Criminological Question Annotation:
“Does Marriage Reduce Crime”
Title: Does marriage reduce crime? A counterfactual approach to within-individual causal effects
Journal: Criminology Issue 44 Dated: 2006 Pages:465-508.
Author(s): Robert J. Sampson, John H. Laub & Christopher Wimer
Sampson, Laub, and Wimer expand upon already developed research and data compilation of 500 boys who were deemed delinquents and placed in reformatories in the state of Massachusetts. A plethora of information had already been gathered on these subjects, in terms of self-report, psychiatric evaluations, and other measurement tools by Sheldon and Eleanor Glueck. These subjects had been longitudinally followed by the Gluecks from ages 17-32 in a study that began in the 1950’s. Using this data already at hand and searching through databases containing recorded statistics, such as FBI records, death certificates, voting records, etc… the surviving, locatable, and cooperative remainder of the sample were re-assessed to determine the effect of marriage in crime reduction. This yielded a new assessment of this group from both ages 17-32 from the Gluecks work and a much more intensive study using a life-history calendar to enter data that allowed for time varying covariates from ages 17-70. This data was processed using a method called inverse probability of treatment weighting or IPTW.

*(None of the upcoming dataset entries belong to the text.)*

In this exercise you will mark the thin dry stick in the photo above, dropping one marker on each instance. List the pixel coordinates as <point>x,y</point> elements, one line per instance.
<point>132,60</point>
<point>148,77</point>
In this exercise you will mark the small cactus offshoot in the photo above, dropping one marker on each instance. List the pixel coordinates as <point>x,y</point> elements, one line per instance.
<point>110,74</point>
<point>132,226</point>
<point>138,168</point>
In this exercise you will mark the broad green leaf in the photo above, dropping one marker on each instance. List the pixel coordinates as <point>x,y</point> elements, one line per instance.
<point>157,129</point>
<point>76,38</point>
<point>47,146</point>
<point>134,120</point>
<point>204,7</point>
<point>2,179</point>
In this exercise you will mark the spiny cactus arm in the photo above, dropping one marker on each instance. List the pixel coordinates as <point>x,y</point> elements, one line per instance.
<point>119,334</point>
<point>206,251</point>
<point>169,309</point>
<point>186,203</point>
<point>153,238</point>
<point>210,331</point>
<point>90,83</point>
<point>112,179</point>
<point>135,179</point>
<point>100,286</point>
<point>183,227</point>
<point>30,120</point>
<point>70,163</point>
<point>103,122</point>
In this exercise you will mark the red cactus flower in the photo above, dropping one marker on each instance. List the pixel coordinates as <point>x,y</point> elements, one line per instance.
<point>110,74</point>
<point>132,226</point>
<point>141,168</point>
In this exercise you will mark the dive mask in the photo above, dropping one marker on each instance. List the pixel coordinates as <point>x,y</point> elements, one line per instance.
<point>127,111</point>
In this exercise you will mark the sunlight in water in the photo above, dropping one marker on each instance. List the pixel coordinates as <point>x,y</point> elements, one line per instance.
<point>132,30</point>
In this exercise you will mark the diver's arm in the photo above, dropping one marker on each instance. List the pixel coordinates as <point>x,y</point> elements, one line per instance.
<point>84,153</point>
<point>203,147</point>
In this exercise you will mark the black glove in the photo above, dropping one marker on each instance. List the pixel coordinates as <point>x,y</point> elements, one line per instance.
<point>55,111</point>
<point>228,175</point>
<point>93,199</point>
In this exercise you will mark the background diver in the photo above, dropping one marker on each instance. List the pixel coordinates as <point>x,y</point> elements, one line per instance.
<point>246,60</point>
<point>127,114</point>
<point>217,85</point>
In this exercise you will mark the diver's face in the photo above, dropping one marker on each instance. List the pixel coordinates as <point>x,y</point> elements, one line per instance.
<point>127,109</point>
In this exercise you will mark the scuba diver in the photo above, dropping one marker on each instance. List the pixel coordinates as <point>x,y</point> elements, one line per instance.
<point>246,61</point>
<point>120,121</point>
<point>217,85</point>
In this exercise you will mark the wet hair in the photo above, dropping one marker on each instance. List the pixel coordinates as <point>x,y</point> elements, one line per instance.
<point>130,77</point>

Of the 500, 52 of the original cohorts were reassessed as a valuable subset of the group. Following protocol and in-depth location tools, the researchers determined that there were an eligible pool of 230 men, and out of those 181 were located to yield a location rate of 79%. However, the pool was whittled down to 141 and then to 52 due to constraints on funds. This still yielded much valuable information as to the trajectory of life changing events in these men, most importantly, marriage, divorce, and incarceration. Birth of children were also closely coded in the life-history calendar, as well as unemployment and military background. Much of this information was used to determine marriage attractiveness based on these variables and the assessments previous done on the subject’s personality. Secondary data analysis was done on already existing literature on marriage factors to determine which of these men were suited to marriage, as the research would not be reliable if non-robust marriages were considered with the same weight as marriages that may not possess stability. Finally, other issues were introduced to determine whether some marriages should even be considered marriages, if the other spouse was predisposed to crime and, therefore, detrimental to a robust marriage and lacking in the theory that social control was the helpful ingredient in these marriages. Cohabitation was looked upon, as well, to give perspective to the research question.
The steps taken to ensure the findings are extensive, there are 5 tables included and many citations that supplement this study with previous studies are found throughout the report. Studies that are contrasted to this study are cited, as well, to show the effectiveness of the IPTW analysis and the variables that have been overlooked previously in research. The bibliography takes up slightly over 8 pages of the 45 page study and there is much to be taken from this paper and much to be gathered for further research, using both this instrument and the research and reporting given in the bibliography.